The usual NBA music is jazz, improvisation and one-man riffs into the night. This was strictly classical stuff. This was the Boston Symphony Orchestra on its absolute best of nights, everyone playing the same familiar piece of music, everyone hitting the notes exactly as they were meant to be played, everyone at the top of his game at the same 12-minute stretch of time.

"You'll have runs, good stretches, in other games, but the run will end," Robert Parish said. "Usually, someone will make a foul shot or dunk on you or there'll be a timeout.

"That didn't happen here. This one never ended. That was the difference."

Whistle to whistle. No stopping. The Hawks could not score. The Celtics not only could score, but score easily, efficiently, the largest number of points in the shortest time span possible. This was a wave that built and built, the noise in the building growing louder with each Atlanta miss, with each Boston success. Twenty-four points in a row to end the period? There was thunder in the big room by the time the clock read 0:00 and the Celts had a 102-61 lead.

"It was just the finest exhibition of basketball I've ever seen," Hawks guard Glenn (Doc) Rivers said, seeing this up close and personal. "They would have beat the Lakers by 40 points too. They would have beaten anyone by 40 points. It was awesome."

"They just put the pedal to the gas and started moving," Atlanta forward Kevin Willis said. "They never looked back."

There was nothing the poor Hawks could do. They were nailing boards across doors and putting giant electrical-tape X's on the windows, but this was Hurricane Gloria coming at them and there wasn't enough time or stength to do enough against a wind as strong as this.

"All you can do is make substitutions and call timeouts," Hawks coach Mike Fratello said. "What else is there? The league doesn't let you make trades during the middle of a game."

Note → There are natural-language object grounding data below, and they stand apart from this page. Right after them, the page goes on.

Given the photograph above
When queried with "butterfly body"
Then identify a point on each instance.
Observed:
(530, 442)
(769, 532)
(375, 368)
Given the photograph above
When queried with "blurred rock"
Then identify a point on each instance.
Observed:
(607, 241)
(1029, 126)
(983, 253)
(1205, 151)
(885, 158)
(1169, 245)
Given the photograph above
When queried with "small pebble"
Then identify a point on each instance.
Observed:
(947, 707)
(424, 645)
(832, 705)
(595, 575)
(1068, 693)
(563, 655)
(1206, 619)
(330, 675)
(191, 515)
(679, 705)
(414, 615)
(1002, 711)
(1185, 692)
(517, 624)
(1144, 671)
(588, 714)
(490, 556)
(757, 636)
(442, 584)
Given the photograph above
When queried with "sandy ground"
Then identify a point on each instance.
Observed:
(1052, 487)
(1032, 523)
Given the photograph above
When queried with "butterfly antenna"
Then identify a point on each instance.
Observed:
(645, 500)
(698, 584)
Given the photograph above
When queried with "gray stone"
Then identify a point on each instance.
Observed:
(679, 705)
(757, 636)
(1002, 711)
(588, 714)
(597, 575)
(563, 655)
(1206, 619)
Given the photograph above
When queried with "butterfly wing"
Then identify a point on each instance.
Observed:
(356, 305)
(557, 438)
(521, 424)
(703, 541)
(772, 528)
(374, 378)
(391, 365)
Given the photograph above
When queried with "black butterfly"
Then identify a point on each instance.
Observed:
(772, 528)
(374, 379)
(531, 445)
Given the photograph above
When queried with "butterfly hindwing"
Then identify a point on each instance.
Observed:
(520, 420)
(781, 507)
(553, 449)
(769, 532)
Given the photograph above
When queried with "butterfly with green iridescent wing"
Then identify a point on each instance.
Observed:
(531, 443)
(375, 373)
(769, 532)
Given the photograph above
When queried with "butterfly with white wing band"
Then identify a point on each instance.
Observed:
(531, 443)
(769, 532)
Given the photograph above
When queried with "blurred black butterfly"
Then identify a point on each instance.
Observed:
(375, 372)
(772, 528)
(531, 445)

Fratello called one timeout three minutes into the period. He called a second, 20-second timeout halfway through the period. He called a third timeout two minutes later. This left him with two timeouts for the fourth quarter, one of which he is required to keep under league rules.

"Why didn't you use the other timeout?" he was asked.

"The way they were going?" he said. "Why bother? What does it give you, a 30-second break or whatever? You still have to back out there."

The Hawks final basket in the peiord came with 5:31 left in the period, a give-and-go layup by Dominique Wilkins to make the score 78-61. The rest of the time simply was a Celtics dance. There was a free throw by Bird on a technical for an Atlanta zone, followed by a blind Bird pass to McHale, followed by a back-door pass from Bird to Parish, followed by . . .

Nothing was individually flashy. Look at the list of baskets that were scored and there are no little rocket moves, one-man drives to the hoop. Everything was pass and move, pass and move, the wonder ball, around and around, the easiest shot taken at the end of the most logical pass.

The prettiest of them all went from Bird in the left corner to Parish in the middle, who stopped in the middle of his drive and passed to McHale alone in front of the basket. McHale dunked. Exotic dancer Busty Hart applauded from her seat on the floor. The Garden crowd joined. Dennis Johnson even jumped high in the air in the backcourt, smiling.

"It's not like you're laughing at anyone," he said, talking about his reaction. "It's just seeing these guys, 7 feet tall, doing what they're doing. Kevin McHale, tall as he is, just moving through the lane like that. Just seeing it done."

At the end of the period, the crowd had begun its first "Beat LA" chant of the spring. McHale was discovering the numbers that were involved. The game was over. The Hawks were gone. The record was in the books -- lowest amount of points ever scored by a play-off team in one quarter.